= Biweekly mortgage =

A Biweekly mortgage is a type of mortgage loan where payments are made every two weeks rather than monthly. Monthly, Semi-monthly, Bi-weekly, Weekly, Accelerated bi-weekly and Accelerated weekly payment types are available. Most biweekly payment plans are offered by third-parties who charge fees for this service. While a biweekly payment plan will reduce the loan term and total interest paid, the same thing can be achieved by submitting an extra mortgage payment each year.

The biweekly payment is exactly one half of the amount a monthly payment would be. Though it depends on other factors such as the interest rate of the loan, a biweekly mortgage payment plan often saves the consumer money over the life of the loan. For example, a 30-year mortgage of $200,000 with an interest rate of 6.5% will require a monthly payment of $1,264.14. When this mortgage is converted to a biweekly mortgage payment plan, the payment will be $632.07 paid every two weeks. Paying the mortgage this way will result in the mortgage being paid off nearly 6 years sooner and it will result in a savings of $58,747.11.

The key difference between a biweekly mortgage payment plan and a traditional mortgage payment plan is that instead of making 12 full payments each year, 26 half payments--the equivalent of 13 full payments--are made each year.

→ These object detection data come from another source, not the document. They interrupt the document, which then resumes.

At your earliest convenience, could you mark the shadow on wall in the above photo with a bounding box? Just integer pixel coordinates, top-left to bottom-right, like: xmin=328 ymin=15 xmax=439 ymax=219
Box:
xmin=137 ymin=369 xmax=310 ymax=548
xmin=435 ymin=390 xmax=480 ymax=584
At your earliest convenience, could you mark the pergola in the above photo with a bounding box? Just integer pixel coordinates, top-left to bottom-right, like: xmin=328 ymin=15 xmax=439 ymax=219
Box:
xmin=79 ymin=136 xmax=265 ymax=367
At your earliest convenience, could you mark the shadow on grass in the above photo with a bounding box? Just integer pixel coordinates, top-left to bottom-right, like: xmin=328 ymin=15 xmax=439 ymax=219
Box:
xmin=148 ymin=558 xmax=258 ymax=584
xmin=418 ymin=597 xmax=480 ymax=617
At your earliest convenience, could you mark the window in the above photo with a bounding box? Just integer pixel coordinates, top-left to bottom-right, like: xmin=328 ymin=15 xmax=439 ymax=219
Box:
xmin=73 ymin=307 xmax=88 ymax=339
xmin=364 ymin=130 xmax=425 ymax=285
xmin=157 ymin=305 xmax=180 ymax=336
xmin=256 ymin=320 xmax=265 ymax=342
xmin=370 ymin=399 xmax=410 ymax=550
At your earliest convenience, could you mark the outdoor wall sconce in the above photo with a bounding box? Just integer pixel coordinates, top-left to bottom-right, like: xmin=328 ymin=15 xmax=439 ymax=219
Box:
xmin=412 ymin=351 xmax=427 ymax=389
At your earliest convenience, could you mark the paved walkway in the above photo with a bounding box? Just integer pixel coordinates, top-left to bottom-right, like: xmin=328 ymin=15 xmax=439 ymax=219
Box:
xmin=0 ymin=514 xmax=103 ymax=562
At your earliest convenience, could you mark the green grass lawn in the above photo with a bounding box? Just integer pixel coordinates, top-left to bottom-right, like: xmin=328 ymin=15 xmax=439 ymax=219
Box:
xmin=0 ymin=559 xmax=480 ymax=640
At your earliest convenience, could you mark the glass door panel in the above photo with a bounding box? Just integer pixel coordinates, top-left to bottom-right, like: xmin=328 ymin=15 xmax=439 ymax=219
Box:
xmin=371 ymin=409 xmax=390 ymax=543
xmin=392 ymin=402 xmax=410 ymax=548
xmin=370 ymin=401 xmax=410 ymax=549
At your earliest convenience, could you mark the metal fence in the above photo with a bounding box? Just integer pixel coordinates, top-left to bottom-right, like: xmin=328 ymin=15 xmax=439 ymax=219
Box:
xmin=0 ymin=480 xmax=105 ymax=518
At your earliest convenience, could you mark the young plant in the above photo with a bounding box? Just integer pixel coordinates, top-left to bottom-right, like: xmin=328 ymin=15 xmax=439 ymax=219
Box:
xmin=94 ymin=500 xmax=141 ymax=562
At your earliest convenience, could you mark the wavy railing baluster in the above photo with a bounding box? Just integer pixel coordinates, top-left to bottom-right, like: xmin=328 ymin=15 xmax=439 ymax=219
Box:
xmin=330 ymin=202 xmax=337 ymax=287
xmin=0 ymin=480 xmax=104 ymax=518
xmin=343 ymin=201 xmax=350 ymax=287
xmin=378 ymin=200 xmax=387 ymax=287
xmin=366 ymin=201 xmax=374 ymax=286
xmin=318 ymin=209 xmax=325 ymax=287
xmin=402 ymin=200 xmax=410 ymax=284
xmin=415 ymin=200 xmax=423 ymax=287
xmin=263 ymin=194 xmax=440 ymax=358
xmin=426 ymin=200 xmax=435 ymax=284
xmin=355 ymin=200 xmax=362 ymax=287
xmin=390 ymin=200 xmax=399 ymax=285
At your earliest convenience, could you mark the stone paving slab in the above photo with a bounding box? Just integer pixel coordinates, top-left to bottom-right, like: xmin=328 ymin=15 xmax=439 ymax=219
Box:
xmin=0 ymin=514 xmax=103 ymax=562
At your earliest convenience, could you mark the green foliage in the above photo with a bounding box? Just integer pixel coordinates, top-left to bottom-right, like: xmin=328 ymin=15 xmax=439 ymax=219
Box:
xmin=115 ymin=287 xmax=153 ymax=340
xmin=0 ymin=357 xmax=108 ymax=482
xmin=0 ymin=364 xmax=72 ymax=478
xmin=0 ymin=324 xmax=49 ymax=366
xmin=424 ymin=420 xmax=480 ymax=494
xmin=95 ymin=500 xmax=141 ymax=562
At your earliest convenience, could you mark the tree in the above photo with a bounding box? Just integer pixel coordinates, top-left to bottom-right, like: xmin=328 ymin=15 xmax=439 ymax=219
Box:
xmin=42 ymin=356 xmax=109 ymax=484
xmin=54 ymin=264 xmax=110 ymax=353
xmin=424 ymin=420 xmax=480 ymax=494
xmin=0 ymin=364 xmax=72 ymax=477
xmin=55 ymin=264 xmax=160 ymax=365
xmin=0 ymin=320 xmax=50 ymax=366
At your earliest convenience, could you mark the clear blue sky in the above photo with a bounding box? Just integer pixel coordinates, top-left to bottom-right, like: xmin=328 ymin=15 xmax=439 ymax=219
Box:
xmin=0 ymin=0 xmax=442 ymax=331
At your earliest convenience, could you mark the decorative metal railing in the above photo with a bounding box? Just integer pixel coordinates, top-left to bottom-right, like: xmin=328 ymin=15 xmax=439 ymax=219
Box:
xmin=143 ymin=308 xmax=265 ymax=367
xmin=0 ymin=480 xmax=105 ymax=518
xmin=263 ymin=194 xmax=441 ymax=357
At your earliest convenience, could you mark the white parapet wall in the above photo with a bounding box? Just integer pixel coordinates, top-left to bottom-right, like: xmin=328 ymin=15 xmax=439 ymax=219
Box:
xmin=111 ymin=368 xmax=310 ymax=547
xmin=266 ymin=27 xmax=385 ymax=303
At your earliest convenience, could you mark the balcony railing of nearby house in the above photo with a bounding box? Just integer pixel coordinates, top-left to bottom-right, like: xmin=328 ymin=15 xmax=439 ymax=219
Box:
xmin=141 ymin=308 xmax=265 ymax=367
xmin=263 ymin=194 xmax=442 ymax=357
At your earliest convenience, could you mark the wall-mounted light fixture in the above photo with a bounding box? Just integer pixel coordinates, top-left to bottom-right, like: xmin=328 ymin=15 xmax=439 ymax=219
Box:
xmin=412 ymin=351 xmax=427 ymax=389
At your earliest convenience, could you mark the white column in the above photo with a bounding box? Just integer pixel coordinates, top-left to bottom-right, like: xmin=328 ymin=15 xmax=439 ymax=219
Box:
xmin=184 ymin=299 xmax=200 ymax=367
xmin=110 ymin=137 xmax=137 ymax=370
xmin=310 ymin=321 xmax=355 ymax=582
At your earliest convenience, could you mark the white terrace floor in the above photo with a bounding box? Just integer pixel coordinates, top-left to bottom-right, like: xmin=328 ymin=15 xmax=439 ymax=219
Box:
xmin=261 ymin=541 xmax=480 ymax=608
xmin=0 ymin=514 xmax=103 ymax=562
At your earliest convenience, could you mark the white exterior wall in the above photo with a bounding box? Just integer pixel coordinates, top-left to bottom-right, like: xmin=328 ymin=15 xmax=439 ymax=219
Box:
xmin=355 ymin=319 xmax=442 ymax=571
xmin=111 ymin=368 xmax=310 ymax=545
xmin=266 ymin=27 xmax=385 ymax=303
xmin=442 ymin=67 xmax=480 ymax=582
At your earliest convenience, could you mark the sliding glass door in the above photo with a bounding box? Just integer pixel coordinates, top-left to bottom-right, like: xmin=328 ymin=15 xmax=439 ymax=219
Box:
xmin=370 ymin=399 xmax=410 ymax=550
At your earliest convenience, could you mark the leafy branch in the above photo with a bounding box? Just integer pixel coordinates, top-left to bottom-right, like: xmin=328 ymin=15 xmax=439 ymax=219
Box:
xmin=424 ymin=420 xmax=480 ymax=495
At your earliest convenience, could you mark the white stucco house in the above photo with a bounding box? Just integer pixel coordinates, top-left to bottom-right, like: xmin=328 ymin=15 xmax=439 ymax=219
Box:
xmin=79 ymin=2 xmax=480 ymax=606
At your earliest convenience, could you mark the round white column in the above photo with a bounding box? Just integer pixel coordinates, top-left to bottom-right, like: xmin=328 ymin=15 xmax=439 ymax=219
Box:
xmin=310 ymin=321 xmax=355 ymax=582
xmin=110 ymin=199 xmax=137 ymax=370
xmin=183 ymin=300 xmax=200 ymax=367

On a biweekly mortgage payment plan, some months will require 3 payments or 1 and one half traditional payments. Finance companies use this pattern to their advantage. Finance companies charge interest on a per day basis instead of monthly. The consumer's repayment is scheduled on a monthly basis. This allows the finance companies to collect an additional 2 weeks of interest every year. Paying biweekly payments allows consumers to eliminate the additional accrued interest charges.

Most lenders do not offer an actual biweekly payment program and rely on 3rd party processors primarily because they do not accept partial payments from the consumer. Although there are some fees involved, the biweekly programs available for enrollment online can save the consumer on a mortgage and reduce the length of time required to pay back the loan. Some biweekly payment processors do not charge up-front fees and instead deduct a fee from the savings accrued by following the biweekly pattern.

==Criticism==
Many real estate experts argue that keeping an existing monthly payment mortgage and making one extra payment each year will result in the same savings as a Biweekly Mortgage payment plan would. They also argue that some mortgage companies charge large amounts of service fees to convert a mortgage to a Biweekly payment plan, and this may constitute an indecorous business practice on behalf of these mortgage companies. Another argument against a Biweekly Mortgage is that the lender and 3rd party processors place the first half of the monthly payment into holding until the second half of the monthly payment is applied, which allows the bank to minimize profitability losses from the program.